New Recommendations for the Management of Lupus Nephritis

VBCR - September 2012, Volume 1, No 4 - Lupus

By Mary Mosley

New recommendations for the management of lupus nephritis (LN) call for a renal biopsy at the earliest sign of kidney dysfunction to guide the use of immunosuppressive treatment in patients with systemic lupus erythematosus (SLE). The goal for treatment is a complete renal response, defined as proteinuria <0.5 g per 24 hours, with normal or near-normal renal function.

Nearly one half of patients with SLE will develop LN, and the presence of LN increases the risk for renal failure, cardiovascular (CV) disease, and death.

The recommendations were issued jointly by the European League Against Rheumatism and European Renal Association and the European Dialysis and Transplant Association (EULAR/ERA-EDTA) for the management of adult and pediatric LN (Bertsias GK, et al. Ann Rheum Dis. Epub 2012 Jul 31).

The 32-member panel that developed the recommendations included internists, rheumatologists, and ne­phrologists, all of whom are involved in the care of patients with LN, as well as renal pathologists and pediatricians with LN expertise.

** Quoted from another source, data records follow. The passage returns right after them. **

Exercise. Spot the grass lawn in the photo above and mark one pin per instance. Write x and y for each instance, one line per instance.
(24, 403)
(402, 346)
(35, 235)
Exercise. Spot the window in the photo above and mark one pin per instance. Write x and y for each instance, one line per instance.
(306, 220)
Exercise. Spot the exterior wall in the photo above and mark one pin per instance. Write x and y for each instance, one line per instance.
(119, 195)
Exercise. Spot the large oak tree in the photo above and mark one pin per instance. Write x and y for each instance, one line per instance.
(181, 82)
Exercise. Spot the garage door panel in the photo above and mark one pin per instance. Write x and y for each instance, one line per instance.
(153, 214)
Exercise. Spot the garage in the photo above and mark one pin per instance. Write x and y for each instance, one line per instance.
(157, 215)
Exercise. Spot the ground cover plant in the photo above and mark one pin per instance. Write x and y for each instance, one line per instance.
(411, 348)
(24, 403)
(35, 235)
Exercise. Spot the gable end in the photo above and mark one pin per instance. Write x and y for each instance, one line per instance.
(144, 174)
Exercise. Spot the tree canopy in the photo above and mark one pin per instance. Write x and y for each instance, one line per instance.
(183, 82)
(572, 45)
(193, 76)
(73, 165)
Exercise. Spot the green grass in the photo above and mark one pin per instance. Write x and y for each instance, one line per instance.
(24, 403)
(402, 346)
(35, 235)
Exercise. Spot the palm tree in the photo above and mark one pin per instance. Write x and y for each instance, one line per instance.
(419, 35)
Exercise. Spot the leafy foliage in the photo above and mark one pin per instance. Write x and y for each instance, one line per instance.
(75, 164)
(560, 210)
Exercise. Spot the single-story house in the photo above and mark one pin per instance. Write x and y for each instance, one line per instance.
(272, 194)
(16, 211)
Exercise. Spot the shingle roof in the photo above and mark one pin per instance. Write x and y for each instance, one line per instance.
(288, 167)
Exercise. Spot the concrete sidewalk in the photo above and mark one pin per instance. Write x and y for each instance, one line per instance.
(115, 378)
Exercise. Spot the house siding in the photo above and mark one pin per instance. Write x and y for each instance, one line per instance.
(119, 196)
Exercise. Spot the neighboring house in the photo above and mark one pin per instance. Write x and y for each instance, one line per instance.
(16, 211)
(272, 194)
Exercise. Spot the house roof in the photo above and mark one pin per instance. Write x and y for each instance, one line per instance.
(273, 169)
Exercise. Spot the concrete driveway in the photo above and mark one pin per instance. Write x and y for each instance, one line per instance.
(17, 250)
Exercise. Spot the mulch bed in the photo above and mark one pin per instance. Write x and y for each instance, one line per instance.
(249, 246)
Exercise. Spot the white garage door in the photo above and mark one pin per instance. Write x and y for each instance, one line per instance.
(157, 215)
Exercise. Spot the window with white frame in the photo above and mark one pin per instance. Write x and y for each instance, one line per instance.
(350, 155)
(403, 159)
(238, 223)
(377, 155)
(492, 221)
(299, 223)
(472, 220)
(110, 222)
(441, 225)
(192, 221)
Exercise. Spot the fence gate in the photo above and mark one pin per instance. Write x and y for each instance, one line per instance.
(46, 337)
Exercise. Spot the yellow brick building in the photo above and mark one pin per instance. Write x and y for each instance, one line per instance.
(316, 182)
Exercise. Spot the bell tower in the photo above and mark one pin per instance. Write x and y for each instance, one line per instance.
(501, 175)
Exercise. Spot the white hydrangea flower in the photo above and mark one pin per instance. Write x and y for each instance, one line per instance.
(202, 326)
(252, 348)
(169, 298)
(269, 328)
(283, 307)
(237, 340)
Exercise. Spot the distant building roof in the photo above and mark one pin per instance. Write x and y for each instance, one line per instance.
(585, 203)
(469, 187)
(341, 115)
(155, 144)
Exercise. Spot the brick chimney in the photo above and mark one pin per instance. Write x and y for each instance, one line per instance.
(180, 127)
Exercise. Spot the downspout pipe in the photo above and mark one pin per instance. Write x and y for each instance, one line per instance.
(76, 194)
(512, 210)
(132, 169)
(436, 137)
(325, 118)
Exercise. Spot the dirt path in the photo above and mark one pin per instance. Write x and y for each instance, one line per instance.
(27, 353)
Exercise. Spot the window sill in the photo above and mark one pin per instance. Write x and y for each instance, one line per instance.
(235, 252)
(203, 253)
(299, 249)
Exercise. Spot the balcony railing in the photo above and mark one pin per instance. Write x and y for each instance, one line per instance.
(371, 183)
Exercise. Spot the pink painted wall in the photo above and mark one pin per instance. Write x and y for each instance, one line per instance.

The 28 final recommendations are based on the results of a systemic literature review and expert opinion. The literature review included English-language articles published up to December 2011, including some recent controlled clinical trials that prompted this new set of recommendations related to the diagnosis, monitoring, prognosis, and treatment recommendations for patients with LN. The mean and median ratings by the committee for each recommendation are detailed in the article, in addition to the level of evidence and the strength of the recommendation.

Indications for First Renal Biopsy
There is a low threshold for performing a renal biopsy in patients with SLE, according to the new recommendations, because of the “po­ten­tially aggressive nature of LN.” The panel states that this should be done within a month of disease onset, and preferably before immunosuppressive therapy is initiated, but that high-dose glucocorticoid treatment should not be delayed if the biopsy must be delayed.

Clinical, serologic, and laboratory tests should not be relied on, because of their inability to predict histologic findings.

Indications for biopsy are the sign of any renal involvement, including reproducible proteinuria ≥0.5 g per
24 hours, especially in the presence of glomerular hematuria, cellular casts, or both. Other settings for which biopsy could be considered include persisting isolated glomerular hematuria, isolated leukocyturia, and unexplained renal insufficiency with normal urinary findings. Of note, the panel states that the renal biopsy should be performed in the first month after disease onset.

The pathologic assessment of the renal biopsy should include active and chronic changes of the glomerulus and the renal and interstitial tubules, as well as vascular lesions that are associated with antiphospholipid antibodies or the antiphospholipid syndrome. The 2003 classification system from the International Society of Nephrology/Renal Pathol­ogy Society should be used.

Immunosuppressive Therapy
Treatment decisions should be made jointly by the patient and physician. The treatment goal is a complete renal response, with a partial renal response—≥50% reduction in proteinuria to subnephrotic levels, and a normal or near-normal glomerular filtration rate (GFR)—achieved preferably by 6 months, and at least by 12 months.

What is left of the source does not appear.